SM>>> It's probably easier to wrap a Spliterator around the source logic and simply
SM>>> call it from tryAdvance(). In fact, this is what I'd like to see in a
SM>>> stream-source API, to make it easier to create such stream sources without
SM>>> having to subclass AbstractSpliterator.
SM>>> For (2) it's critical that the stream source have control over production of
SM>>> values. Placing takeWhile() / takeWhileInclusive() downstream doesn't work,
SM>>> since the stream machinery (particularly in parallel) may aggressively pull
SM>>> elements from the source before they're presented to takeWhile().
SM>>> For example, consider parsing int values from a Scanner into an IntStream, until
SM>>> there are no more, leaving the scanner at a known state.
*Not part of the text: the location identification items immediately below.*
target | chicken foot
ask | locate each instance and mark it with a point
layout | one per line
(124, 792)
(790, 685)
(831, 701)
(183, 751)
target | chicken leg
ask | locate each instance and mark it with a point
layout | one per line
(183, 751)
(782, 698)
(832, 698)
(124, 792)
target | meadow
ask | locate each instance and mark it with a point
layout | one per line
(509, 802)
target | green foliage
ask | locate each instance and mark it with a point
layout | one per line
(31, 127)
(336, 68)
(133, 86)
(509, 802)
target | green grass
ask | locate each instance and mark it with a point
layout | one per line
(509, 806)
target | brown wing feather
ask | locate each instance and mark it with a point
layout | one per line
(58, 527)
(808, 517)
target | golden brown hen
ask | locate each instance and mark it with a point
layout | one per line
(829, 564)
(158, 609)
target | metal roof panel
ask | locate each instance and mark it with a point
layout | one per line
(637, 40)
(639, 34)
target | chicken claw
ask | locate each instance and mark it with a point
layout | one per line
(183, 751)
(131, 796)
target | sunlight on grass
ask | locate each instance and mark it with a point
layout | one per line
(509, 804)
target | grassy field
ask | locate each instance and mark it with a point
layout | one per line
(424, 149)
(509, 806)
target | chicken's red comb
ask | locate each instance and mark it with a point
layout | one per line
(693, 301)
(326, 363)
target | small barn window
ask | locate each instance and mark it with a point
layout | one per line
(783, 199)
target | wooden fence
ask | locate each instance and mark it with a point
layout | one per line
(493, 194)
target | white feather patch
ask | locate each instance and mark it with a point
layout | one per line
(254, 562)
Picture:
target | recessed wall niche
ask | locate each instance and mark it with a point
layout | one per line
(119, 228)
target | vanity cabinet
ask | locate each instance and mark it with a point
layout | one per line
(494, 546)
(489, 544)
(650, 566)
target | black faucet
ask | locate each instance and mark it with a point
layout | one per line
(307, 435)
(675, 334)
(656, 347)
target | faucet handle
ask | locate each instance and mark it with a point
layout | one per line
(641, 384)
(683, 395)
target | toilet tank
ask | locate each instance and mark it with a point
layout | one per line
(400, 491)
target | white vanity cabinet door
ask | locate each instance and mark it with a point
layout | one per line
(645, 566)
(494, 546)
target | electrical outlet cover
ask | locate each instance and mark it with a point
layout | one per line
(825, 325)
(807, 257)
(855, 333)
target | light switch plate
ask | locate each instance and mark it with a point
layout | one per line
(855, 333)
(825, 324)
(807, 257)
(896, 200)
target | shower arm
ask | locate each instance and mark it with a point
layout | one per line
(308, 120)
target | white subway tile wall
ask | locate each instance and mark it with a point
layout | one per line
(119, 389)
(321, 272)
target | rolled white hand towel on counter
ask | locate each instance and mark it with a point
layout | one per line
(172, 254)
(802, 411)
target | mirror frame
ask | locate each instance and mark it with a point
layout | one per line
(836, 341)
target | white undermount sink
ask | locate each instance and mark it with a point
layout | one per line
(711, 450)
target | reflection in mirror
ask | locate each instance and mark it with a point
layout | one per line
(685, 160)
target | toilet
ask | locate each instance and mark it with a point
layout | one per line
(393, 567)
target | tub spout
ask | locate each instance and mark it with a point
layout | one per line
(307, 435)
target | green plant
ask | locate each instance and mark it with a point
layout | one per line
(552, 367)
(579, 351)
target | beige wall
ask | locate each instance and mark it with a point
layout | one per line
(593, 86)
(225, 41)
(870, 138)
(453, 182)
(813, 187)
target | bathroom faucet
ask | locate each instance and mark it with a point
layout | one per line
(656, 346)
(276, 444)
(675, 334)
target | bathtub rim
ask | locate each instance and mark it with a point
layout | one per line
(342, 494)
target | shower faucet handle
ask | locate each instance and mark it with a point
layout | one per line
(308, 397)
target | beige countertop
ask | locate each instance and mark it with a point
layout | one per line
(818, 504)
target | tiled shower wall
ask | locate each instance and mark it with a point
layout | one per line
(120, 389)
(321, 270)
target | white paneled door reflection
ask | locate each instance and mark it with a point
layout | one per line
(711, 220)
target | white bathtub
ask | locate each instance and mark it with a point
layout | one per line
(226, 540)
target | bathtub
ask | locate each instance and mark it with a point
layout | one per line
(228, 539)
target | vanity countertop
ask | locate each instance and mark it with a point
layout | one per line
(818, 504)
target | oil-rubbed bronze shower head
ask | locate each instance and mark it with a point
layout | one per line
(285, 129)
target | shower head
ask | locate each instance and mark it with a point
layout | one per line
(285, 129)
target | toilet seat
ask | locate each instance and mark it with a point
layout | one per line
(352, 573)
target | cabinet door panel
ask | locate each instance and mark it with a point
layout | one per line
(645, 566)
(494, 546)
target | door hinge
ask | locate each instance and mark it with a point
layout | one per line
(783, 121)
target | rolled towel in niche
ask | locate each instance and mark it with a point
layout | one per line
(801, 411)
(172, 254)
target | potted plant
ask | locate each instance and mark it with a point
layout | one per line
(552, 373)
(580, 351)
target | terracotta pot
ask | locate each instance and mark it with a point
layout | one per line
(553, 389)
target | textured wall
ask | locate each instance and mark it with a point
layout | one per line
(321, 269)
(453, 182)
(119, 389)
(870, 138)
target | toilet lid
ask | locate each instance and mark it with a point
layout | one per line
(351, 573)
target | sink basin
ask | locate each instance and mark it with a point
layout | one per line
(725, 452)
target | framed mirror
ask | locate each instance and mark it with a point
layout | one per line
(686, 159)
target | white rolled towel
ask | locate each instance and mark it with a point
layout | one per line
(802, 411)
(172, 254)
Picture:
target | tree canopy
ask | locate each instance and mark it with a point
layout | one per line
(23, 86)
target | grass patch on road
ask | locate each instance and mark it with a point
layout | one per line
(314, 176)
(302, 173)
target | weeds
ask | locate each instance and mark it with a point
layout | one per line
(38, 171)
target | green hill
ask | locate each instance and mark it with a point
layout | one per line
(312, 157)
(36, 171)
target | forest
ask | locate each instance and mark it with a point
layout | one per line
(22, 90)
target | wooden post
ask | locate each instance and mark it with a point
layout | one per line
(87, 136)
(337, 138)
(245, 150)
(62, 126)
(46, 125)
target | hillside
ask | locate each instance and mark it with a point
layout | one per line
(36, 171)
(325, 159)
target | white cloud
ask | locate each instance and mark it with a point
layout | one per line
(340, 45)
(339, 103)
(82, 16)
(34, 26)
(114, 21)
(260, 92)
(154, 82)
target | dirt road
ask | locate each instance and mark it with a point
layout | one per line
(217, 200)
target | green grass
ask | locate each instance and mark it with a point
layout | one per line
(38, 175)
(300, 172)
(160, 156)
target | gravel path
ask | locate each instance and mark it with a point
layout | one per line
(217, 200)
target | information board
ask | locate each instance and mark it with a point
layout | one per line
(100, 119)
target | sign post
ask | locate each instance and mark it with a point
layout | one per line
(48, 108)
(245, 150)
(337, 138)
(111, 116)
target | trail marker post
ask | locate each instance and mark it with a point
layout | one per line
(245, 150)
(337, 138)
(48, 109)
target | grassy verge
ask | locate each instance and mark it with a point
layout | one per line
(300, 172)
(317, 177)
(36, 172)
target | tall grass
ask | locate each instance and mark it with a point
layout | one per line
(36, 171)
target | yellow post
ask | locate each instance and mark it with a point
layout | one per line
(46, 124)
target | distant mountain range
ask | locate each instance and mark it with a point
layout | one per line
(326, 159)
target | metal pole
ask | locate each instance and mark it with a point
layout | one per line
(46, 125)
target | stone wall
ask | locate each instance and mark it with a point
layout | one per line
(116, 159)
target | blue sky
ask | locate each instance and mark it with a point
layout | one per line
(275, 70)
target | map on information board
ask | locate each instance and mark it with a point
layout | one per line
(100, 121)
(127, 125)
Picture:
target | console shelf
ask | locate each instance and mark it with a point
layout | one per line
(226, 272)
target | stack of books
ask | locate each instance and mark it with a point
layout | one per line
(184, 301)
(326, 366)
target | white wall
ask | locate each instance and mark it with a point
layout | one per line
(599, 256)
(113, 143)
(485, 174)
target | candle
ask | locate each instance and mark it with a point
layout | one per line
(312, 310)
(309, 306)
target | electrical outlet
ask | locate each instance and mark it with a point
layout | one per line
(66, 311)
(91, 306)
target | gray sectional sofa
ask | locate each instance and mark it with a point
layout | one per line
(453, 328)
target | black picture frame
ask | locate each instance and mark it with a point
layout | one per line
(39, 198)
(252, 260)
Suppose there were an
SM>>> iterate(Supplier<OptionalInt>) overload. Then something like this would work:
SM>>> Scanner sc = new Scanner("1 2 3 4 foo");
SM>>> IntStream.iterate(
SM>>> () -> sc.hasNextInt() ? OptionalInt.of(sc.nextInt())
SM>>> : OptionalInt.empty())
SM>>> .forEach(System.out::println);
SM>>> assert sc.hasNext();
SM>>> System.out.println(sc.next()); // prints "foo"
SM>>> Boxing things into optionals is a bit cumbersome, and I'm also concerned about
SM>>> the overhead. But it illustrates the point that the termination condition is
SM>>> separate from the values that go into the stream. In particular there's no
SM>>> "seed" value to which a termination condition can be applied. (And "iterate"
SM>>> might not be the best name for this method, either.)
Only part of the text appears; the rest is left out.